Typically, the organisms in the microbiome keep each other in check. While many people carry C. difficile in their gut, it usually doesn’t cause a problem. However, antibiotics can tip the scales, creating an environment where C. difficile can flourish by knocking out good bacteria along with harmful ones. C. difficile accounts for 15% to 25% of antibiotic-associated diarrhea. Infection can often set in after a visit to the hospital or other health care setting.
Treating these infections is challenging. Antibiotics aren’t effective against C. difficile because the bacteria are drug-resistant. Antibiotics also further disrupt the gut microbiome, creating a positive feedback loop that leads to recurrent infections. According to the Centers for Disease Control and Prevention, C. difficile causes 500,000 infections and is associated with $1.5 billion dollars in health care costs in the United States annually.
One therapy that has proven effective, Bisanz said, is a fecal microbiota transplant, which is designed to restore a healthy balance of bacteria in the gut. However, it’s not without risks.
“To a certain extent, a fecal transplant is almost like going to the pharmacist where they take a little bit of everything off the shelf and put it into one pill, assuming that something will probably help,” Bisanz said. “But we don’t know 100% what’s in there.”

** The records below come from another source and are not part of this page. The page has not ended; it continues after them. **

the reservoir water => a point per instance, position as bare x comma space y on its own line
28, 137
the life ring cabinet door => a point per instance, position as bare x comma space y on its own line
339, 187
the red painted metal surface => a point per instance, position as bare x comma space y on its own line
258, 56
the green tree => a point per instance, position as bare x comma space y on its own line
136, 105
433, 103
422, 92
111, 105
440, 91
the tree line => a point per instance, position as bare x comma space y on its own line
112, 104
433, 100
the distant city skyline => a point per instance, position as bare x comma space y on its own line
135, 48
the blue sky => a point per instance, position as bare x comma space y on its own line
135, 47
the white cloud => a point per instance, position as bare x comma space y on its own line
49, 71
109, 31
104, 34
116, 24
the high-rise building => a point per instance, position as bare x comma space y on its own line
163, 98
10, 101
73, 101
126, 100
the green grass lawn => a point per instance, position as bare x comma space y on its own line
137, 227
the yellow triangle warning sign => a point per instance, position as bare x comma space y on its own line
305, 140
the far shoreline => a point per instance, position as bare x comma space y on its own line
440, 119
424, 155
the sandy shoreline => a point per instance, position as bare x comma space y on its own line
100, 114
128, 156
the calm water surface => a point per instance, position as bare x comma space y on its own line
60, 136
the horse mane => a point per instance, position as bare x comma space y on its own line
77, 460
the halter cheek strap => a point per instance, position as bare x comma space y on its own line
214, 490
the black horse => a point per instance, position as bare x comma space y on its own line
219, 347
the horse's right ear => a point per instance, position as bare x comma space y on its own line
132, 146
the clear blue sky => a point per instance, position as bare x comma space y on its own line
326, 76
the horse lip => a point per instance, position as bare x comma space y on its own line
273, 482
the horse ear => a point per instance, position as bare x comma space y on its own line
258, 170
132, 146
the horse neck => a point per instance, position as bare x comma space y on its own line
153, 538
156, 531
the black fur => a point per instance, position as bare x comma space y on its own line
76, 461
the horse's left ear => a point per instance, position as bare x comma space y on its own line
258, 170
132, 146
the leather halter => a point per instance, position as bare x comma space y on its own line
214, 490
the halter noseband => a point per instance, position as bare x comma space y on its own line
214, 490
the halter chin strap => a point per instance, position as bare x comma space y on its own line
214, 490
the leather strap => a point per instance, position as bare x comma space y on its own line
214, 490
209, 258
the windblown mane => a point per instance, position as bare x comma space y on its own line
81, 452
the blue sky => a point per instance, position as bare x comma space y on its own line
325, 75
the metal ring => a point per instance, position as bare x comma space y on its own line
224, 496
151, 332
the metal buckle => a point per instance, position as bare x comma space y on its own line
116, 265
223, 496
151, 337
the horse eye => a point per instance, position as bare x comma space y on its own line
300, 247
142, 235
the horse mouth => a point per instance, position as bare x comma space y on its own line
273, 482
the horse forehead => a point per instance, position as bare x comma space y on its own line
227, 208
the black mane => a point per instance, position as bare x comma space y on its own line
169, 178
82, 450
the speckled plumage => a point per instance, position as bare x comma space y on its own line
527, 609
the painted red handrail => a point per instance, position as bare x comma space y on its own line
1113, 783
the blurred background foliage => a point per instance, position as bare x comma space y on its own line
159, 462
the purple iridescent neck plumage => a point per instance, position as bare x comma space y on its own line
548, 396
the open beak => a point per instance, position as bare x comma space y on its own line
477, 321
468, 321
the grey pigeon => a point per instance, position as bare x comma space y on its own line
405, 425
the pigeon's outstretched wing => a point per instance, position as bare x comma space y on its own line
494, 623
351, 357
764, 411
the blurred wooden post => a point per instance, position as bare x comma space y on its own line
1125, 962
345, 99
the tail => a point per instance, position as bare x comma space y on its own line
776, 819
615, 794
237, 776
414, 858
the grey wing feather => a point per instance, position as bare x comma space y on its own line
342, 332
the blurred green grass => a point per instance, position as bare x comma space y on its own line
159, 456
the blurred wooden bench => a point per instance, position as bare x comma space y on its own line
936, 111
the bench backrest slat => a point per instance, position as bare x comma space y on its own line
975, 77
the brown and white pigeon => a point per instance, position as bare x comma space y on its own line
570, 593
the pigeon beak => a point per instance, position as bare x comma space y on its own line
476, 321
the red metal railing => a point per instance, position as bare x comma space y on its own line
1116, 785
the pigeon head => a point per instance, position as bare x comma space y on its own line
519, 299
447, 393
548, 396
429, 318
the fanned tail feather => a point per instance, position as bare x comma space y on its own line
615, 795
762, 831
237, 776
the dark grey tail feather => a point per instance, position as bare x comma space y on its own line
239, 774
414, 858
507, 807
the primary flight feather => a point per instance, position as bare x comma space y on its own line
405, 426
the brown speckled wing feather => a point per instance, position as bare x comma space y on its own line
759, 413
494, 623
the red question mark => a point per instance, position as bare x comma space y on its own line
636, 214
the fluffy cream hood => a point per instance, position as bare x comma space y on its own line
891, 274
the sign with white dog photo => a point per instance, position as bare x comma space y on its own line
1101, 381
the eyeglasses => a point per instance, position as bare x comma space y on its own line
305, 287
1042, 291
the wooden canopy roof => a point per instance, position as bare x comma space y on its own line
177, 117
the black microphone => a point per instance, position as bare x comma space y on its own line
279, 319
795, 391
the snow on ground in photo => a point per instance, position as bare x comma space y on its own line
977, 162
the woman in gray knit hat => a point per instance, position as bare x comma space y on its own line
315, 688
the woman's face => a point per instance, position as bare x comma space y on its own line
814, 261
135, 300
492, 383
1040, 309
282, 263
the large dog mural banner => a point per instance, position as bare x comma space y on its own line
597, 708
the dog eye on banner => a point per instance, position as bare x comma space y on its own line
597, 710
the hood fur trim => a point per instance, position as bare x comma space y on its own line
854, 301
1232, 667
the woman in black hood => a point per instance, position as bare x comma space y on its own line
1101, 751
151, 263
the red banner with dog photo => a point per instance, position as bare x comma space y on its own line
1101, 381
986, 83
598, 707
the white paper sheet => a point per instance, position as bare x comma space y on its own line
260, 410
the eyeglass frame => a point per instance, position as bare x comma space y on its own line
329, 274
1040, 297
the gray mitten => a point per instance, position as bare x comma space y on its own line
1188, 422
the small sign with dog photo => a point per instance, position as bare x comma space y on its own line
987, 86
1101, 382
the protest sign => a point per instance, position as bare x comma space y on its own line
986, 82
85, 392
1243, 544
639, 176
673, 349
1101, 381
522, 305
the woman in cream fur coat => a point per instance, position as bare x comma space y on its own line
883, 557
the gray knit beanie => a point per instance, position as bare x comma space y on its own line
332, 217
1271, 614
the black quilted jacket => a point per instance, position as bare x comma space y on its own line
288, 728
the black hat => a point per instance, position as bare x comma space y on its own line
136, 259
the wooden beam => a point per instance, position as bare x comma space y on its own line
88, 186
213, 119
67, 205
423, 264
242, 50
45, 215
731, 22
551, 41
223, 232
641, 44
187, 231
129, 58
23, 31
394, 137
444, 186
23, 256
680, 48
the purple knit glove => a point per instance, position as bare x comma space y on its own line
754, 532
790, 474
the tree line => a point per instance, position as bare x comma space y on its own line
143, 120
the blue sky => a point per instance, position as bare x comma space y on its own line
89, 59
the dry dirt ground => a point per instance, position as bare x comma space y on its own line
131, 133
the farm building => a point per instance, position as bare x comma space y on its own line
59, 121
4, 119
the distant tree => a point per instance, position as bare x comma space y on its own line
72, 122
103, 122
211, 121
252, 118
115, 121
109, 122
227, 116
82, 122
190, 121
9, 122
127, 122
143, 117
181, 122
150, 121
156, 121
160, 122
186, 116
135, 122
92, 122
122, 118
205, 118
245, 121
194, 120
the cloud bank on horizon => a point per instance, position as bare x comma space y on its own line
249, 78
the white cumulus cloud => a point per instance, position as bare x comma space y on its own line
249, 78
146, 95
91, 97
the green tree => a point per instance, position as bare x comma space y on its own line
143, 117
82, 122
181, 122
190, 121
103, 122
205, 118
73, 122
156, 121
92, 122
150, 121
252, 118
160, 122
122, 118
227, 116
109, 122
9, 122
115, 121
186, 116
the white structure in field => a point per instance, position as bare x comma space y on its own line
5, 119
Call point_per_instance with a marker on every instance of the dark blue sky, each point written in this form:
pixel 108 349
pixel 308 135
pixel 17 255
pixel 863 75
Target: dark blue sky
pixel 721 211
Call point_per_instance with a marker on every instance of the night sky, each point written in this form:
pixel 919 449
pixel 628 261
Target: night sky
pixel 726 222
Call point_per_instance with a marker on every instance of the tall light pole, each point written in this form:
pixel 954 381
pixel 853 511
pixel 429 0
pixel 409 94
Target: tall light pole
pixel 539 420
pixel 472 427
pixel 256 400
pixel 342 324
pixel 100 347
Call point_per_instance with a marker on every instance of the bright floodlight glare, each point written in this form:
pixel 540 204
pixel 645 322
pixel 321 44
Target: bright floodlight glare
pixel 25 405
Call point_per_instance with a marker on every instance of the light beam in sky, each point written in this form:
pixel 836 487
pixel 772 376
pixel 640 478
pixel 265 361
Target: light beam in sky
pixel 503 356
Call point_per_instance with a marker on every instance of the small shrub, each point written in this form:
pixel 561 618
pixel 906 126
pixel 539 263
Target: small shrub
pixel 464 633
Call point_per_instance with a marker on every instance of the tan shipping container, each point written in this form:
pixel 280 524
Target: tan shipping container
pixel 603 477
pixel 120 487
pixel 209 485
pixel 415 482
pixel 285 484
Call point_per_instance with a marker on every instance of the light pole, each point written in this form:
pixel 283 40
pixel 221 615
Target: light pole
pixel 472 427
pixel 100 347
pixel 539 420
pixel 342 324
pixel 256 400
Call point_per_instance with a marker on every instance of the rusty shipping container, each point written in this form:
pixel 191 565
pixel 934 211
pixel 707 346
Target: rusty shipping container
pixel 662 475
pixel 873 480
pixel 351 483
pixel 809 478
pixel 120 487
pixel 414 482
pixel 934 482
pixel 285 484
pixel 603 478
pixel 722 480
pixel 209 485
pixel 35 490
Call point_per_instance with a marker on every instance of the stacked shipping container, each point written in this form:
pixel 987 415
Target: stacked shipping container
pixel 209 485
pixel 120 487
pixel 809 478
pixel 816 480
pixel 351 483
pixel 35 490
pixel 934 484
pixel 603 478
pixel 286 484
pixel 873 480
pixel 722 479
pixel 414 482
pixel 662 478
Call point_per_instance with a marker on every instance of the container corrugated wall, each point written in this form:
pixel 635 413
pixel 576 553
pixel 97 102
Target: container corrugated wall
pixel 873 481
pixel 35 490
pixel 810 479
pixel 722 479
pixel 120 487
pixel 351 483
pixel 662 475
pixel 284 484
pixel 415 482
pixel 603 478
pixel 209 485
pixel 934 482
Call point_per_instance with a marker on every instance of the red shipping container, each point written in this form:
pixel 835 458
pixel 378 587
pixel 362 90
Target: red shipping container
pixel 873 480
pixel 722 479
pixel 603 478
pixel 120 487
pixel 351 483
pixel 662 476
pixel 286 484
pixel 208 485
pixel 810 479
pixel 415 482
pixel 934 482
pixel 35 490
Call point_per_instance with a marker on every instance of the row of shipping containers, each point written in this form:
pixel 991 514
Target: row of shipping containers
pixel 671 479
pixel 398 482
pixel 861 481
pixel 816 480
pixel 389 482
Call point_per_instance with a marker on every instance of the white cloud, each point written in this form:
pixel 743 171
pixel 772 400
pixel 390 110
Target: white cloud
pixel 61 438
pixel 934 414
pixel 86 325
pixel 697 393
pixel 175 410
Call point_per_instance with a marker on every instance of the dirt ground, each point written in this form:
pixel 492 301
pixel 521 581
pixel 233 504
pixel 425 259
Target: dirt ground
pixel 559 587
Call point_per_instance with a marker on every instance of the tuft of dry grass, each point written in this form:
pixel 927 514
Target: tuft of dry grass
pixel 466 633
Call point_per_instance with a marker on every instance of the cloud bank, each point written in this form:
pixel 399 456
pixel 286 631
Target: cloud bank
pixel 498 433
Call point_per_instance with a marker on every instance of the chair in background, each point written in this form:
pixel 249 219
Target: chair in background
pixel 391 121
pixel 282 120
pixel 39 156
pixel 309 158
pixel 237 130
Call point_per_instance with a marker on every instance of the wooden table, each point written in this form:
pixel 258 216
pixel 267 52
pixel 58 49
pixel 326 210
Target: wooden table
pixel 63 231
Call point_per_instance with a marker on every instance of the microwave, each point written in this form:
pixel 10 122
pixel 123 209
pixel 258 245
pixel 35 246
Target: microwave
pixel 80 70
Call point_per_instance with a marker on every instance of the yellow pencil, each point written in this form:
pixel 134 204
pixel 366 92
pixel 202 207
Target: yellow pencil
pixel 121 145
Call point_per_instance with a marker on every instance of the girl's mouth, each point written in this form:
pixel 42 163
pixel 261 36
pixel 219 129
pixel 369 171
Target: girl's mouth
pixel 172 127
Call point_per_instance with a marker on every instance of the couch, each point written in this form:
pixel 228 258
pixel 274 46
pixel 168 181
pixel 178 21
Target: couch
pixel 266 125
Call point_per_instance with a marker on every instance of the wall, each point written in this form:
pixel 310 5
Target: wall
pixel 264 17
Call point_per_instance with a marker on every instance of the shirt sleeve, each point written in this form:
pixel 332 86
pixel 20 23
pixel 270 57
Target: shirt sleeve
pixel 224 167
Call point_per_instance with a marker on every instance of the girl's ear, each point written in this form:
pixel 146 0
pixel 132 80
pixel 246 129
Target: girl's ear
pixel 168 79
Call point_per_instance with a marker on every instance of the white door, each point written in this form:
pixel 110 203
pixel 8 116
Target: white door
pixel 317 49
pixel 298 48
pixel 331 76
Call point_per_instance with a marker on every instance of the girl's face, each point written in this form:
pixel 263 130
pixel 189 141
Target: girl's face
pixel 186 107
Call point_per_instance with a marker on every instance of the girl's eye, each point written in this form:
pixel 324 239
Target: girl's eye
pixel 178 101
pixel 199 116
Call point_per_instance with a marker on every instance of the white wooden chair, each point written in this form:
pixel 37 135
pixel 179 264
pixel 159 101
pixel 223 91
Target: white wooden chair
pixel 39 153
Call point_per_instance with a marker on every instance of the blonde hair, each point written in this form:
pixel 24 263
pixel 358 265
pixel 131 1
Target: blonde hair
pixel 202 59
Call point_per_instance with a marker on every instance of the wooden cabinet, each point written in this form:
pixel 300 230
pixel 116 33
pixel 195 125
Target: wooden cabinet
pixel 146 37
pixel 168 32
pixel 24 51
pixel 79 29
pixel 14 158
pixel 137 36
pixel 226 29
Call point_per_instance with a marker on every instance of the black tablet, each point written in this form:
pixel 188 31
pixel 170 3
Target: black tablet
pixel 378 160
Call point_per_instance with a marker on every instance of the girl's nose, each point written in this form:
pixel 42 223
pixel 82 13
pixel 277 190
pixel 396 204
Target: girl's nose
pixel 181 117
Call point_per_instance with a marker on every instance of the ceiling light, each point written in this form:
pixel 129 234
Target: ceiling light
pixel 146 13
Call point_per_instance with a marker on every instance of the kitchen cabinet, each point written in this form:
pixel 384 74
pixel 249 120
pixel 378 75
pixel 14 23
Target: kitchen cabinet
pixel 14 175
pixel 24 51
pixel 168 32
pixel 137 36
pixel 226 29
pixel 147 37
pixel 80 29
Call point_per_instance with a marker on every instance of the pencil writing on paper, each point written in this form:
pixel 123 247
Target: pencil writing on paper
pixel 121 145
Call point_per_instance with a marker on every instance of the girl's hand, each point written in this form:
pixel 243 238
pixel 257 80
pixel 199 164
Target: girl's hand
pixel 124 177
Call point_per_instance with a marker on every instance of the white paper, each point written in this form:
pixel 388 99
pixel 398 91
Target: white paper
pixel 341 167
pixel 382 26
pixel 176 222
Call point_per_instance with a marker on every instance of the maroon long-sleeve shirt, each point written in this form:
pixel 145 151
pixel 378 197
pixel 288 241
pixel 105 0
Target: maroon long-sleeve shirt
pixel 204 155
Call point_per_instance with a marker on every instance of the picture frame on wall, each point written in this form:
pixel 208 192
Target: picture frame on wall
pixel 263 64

Sometimes, Bisanz said, fecal transplants may unknowingly contain disease-causing bacteria.
The researchers wondered, instead of a random mix of bacteria, could they identify the microorganisms that are best able to suppress C. difficile from colonizing the gut and causing an infection? Could they then reconstruct that mixture in the lab and design a targeted version of a fecal transplant with this selective community of bacteria?
“The idea was to take our understanding of basic microbiome sciences and turn it into precision-like therapies that take what we’ve learned from fecal transplants but doesn’t actually require a fecal transplant,” Bisanz said.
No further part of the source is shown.